Nesse sentido, a própria sequência dos curtas parece produzir uma leitura cíclica que comunica as incongruências de um país construído sob as bases do absurdo. Intercalando diferentes estéticas – do experimental ao clássico e do ensaio ao documental – os cinco filmes exploram aquilo que é difícil ver, ouvir, relembrar, entender ou aprender – e justamente por isso, devemos fazê-lo.
O ódio funciona muito bem como prólogo ao abrir de maneira quase universal a sua imagem praiana e pavorosa de um latente e irreversível apocalipse. Os pássaros, quase sempre utilizados para invocar liberdade, são agora trancafiados numa vermelhidão que purga a tela. Um som militarizado acompanha a aproximação de uma bola de fogo, o sol, em seu último dia. É o resultado da mão humana que nem é possível de se ver, já que ela mesma fora responsável pelo nosso desaparecimento.
De maneira mais clássica e previsível, mas não menos problemática, A obra final se debruça sobre uma sombra densa da história brasileira: a ditadura militar. A narrativa que intercala as temporalidades – o auge da ditadura e a retomada, anos depois, de histórias forjadas no âmago de um Estado autoritário – joga com os dados estéticos do filme de gênero – o policial, por exemplo, construindo uma narrativa em torno do mistério, que não prevê reviravoltas, mas confirma uma condição engessada: o assassino converte-se em herói por meio da aprovação do povo.

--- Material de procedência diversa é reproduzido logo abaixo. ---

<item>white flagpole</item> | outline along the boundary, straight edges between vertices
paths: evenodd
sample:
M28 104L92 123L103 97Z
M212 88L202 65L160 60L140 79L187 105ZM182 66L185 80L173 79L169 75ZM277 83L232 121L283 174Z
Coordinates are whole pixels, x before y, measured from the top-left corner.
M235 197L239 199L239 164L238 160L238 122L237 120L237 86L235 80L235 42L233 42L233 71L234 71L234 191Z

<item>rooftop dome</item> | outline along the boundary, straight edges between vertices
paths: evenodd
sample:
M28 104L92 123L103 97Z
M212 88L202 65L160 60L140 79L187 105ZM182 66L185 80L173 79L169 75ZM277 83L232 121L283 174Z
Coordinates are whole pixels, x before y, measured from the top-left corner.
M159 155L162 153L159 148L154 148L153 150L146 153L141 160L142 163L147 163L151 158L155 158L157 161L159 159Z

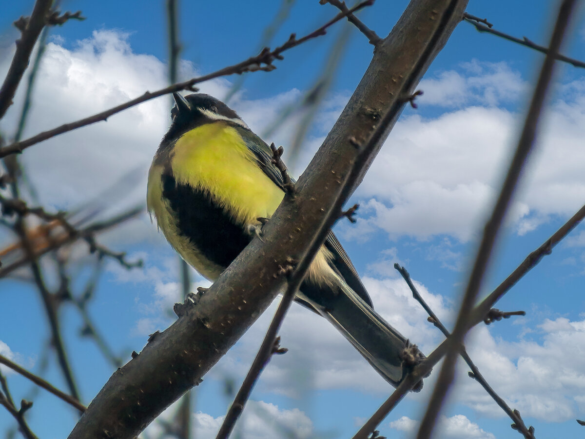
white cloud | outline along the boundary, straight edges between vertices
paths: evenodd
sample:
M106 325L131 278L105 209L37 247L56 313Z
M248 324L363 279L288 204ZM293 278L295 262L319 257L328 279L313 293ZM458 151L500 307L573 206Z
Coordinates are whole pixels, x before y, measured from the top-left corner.
M168 422L176 410L176 405L167 409L160 417ZM193 437L215 437L224 417L223 416L214 417L201 411L194 413L191 423ZM246 403L236 424L235 431L238 431L242 437L249 439L277 437L305 439L313 437L314 433L311 419L298 409L280 409L274 404L254 400ZM155 437L160 437L161 433L160 426L156 421L150 424L145 432Z
M15 357L14 353L11 350L8 345L2 340L0 340L0 355L4 355L9 360L13 360ZM0 365L0 372L5 374L11 373L12 373L12 369L9 369L4 365Z
M486 327L478 327L467 351L490 385L523 416L562 422L577 415L579 397L585 392L585 320L546 319L538 328L541 342L495 339ZM461 368L454 398L480 413L504 416L466 377L467 370Z
M486 77L476 78L479 89L489 83L508 92L504 81ZM562 89L559 95L565 100L559 97L543 118L508 215L519 234L552 215L572 215L585 199L584 83L567 85L571 94ZM499 190L521 121L484 101L477 106L479 102L466 102L468 106L435 118L399 121L356 192L365 200L364 211L371 214L361 220L365 231L352 231L348 237L363 238L379 229L392 239L445 234L464 242L474 236Z
M427 315L400 278L363 279L376 310L404 337L428 353L442 335L426 321ZM421 294L446 321L449 312L443 299L414 281ZM238 343L211 371L218 377L241 376L247 370L274 315L274 303ZM356 390L375 395L391 391L347 340L326 320L294 304L279 331L284 355L273 357L263 372L259 386L267 391L302 398L317 389Z
M425 78L418 88L424 92L421 105L462 107L480 104L494 106L517 100L527 89L518 71L504 62L473 60L460 65L462 73L448 70Z
M402 416L390 423L391 428L404 433L404 437L412 437L418 429L420 422ZM480 428L463 414L450 417L441 416L437 424L435 436L442 439L495 439L491 433Z

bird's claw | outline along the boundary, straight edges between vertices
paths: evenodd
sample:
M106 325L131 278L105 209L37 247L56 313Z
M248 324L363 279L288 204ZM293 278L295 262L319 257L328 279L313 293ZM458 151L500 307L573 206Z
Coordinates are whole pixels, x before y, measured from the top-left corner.
M197 292L188 294L185 298L184 302L183 303L176 303L173 307L173 310L175 311L177 317L180 317L184 315L189 308L195 306L199 303L199 301L201 300L201 296L207 293L209 289L209 288L197 287Z

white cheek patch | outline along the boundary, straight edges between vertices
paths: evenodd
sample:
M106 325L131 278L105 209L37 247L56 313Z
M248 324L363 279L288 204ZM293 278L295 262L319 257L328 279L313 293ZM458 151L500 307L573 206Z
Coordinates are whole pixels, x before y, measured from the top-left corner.
M231 122L232 124L240 125L240 126L243 126L246 129L250 129L250 128L248 128L248 126L246 125L246 122L239 118L230 118L226 117L225 116L222 116L221 114L214 113L213 111L207 109L206 108L202 108L200 107L197 107L197 109L199 110L201 114L209 118L212 121L226 121L227 122Z

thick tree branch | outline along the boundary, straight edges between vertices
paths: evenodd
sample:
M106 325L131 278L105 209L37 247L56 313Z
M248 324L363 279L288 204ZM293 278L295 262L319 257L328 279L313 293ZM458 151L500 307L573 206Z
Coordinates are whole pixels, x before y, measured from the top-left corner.
M351 100L300 178L294 198L285 197L263 229L264 242L253 241L196 306L114 373L71 439L133 437L199 382L276 296L284 282L277 275L278 266L301 259L364 148L369 153L355 171L348 193L362 178L404 108L401 97L412 93L466 3L411 3L374 51Z
M50 392L57 397L60 398L68 404L70 404L80 411L84 411L85 410L85 406L81 404L78 400L72 397L71 396L64 392L61 392L58 389L55 387L50 383L46 381L39 376L37 376L34 373L30 373L24 368L19 366L18 364L12 361L11 361L3 355L0 355L0 364L4 364L5 366L10 368L15 372L20 373L25 378L28 378L39 387L42 387L47 392Z
M552 236L548 239L538 249L531 253L512 273L508 276L492 293L482 302L476 306L471 313L469 319L469 328L483 321L488 311L499 300L504 294L514 286L528 271L538 264L542 257L550 255L552 248L560 242L569 234L575 227L585 218L585 205L581 207L577 213L573 215L566 222L555 232ZM404 397L412 387L417 383L418 380L428 373L447 352L448 341L445 340L436 349L429 355L426 360L418 366L415 370L404 381L385 401L380 408L376 410L371 417L356 433L353 439L364 439L370 432L373 431L381 423L396 404ZM411 377L410 375L413 375Z
M356 6L348 10L348 13L351 13L359 9L361 9L362 8L369 6L373 2L373 0L366 0L366 1L362 2ZM242 61L241 63L238 63L238 64L230 66L229 67L224 67L223 68L221 68L212 73L200 76L198 78L193 78L187 81L184 81L181 83L173 84L168 87L161 88L160 90L152 92L147 91L142 96L140 96L136 99L133 99L132 100L129 101L124 104L116 105L116 107L110 108L109 109L107 109L100 113L97 113L92 116L90 116L89 117L84 118L84 119L81 119L75 122L72 122L69 124L64 124L60 126L57 126L56 128L53 128L53 129L50 129L47 131L43 131L43 132L39 133L35 136L29 138L28 139L25 139L25 140L20 140L19 142L15 142L14 143L8 145L2 148L0 148L0 159L11 154L19 154L29 146L32 146L36 143L38 143L40 142L43 142L43 140L50 139L51 138L55 137L56 136L58 136L60 134L63 134L63 133L66 133L68 131L72 131L74 129L80 128L82 126L86 126L87 125L91 125L92 124L95 124L98 122L106 121L108 118L110 116L112 116L116 113L119 113L121 111L128 109L128 108L134 107L135 105L137 105L139 104L142 104L146 101L154 99L154 98L157 98L159 96L168 94L176 91L181 91L181 90L197 91L197 88L195 88L195 84L196 84L203 83L205 81L209 81L209 80L215 79L215 78L219 78L222 76L228 76L236 74L242 74L242 73L248 71L256 71L257 70L270 71L270 70L273 70L276 68L276 67L273 64L273 63L276 60L283 59L283 57L282 56L282 53L283 52L290 49L292 49L292 47L295 47L306 41L325 35L326 32L326 29L328 28L344 18L345 16L345 13L339 13L319 29L299 39L297 39L295 34L293 33L290 36L290 37L284 44L278 46L274 50L270 50L270 49L268 47L264 47L262 49L260 53L256 56L251 57L245 61Z
M328 3L337 8L342 12L347 11L347 6L345 5L345 2L339 1L339 0L319 0L319 2L322 5ZM370 44L374 47L376 47L376 45L382 40L382 39L378 36L374 31L366 26L361 20L353 13L347 14L347 21L352 23L362 33L365 35Z
M401 267L398 264L394 264L394 268L398 270L398 272L402 275L402 277L406 281L406 283L408 284L410 287L410 290L412 292L412 297L416 299L417 301L421 304L421 306L425 309L425 311L429 314L429 321L432 323L435 326L439 328L439 330L443 333L443 335L446 337L449 337L450 336L449 331L445 327L445 325L441 323L439 317L437 317L436 314L433 312L432 310L431 309L431 307L428 306L425 300L421 296L421 293L418 292L418 290L412 283L412 280L410 278L410 275L408 274L408 272L406 270L404 267ZM534 428L532 426L530 428L527 428L524 424L524 421L520 416L520 412L516 410L512 410L510 406L506 403L505 401L498 395L491 386L488 383L487 381L483 377L483 375L480 372L479 369L477 366L476 366L475 363L474 363L467 354L467 351L465 349L465 347L463 345L461 345L460 352L459 355L464 360L465 362L467 363L467 366L472 370L469 372L469 376L473 378L476 381L479 383L481 387L484 388L486 392L487 392L492 399L495 402L495 403L501 407L506 414L510 416L510 419L514 421L514 424L512 424L512 428L515 430L517 430L521 433L522 433L526 439L534 439L534 435L533 434Z
M491 33L493 35L495 35L496 36L500 37L501 38L508 40L508 41L517 43L521 46L530 47L530 49L534 49L535 50L542 52L542 53L546 54L549 53L548 47L545 47L543 46L539 46L536 43L531 41L526 37L523 37L521 39L507 33L504 33L504 32L497 30L495 29L492 29L491 26L493 25L491 25L491 23L488 23L485 19L480 19L473 15L466 14L466 15L463 17L463 19L467 23L474 26L478 32ZM484 23L485 25L481 24L481 23ZM553 54L553 56L555 57L555 59L559 60L559 61L562 61L563 63L567 63L576 67L585 68L585 62L583 62L583 61L576 60L573 58L569 58L568 56L562 55L560 53L554 53Z

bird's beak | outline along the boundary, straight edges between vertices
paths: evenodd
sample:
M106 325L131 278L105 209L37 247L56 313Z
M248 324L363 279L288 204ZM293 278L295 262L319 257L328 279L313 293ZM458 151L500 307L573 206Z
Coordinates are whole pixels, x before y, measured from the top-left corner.
M177 92L173 94L173 97L175 100L175 104L177 104L177 115L185 115L191 112L191 106L185 98Z

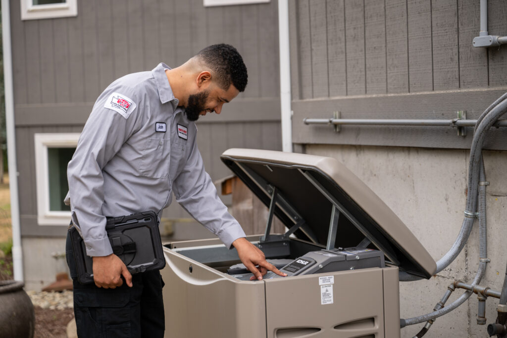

Se a ditadura brasileira ainda nos persegue como uma sombra sólida que não pretende se decompor tão facilmente, revelando-se em um terreno ainda fértil para as produções cinematográficas, o ambiente despertado pelo onírico em Per Capita se apresenta numa realidade que relega aos corpos a principal miséria.
Obsessão, violência, depredação e estupro são temas que compõe essas imagens, como num gesto incontrolável de vômito – as imagens múltiplas de carros dos mais diversos filmes que apontam, principalmente para a liberdade, são contestadas pelo cinema pernambucano: estariam os road movies já ultrapassados em suas metáforas? Sim e não. As ações que levam a misoginia são agrupadas pela violência diante de um veículo abandonado, elas habitam a mente de uma mulher acordada pela angústia – a realidade que adentra o sonho e o sonho que se torna real não permitem discernimento. Mas afinal, quando permitiram?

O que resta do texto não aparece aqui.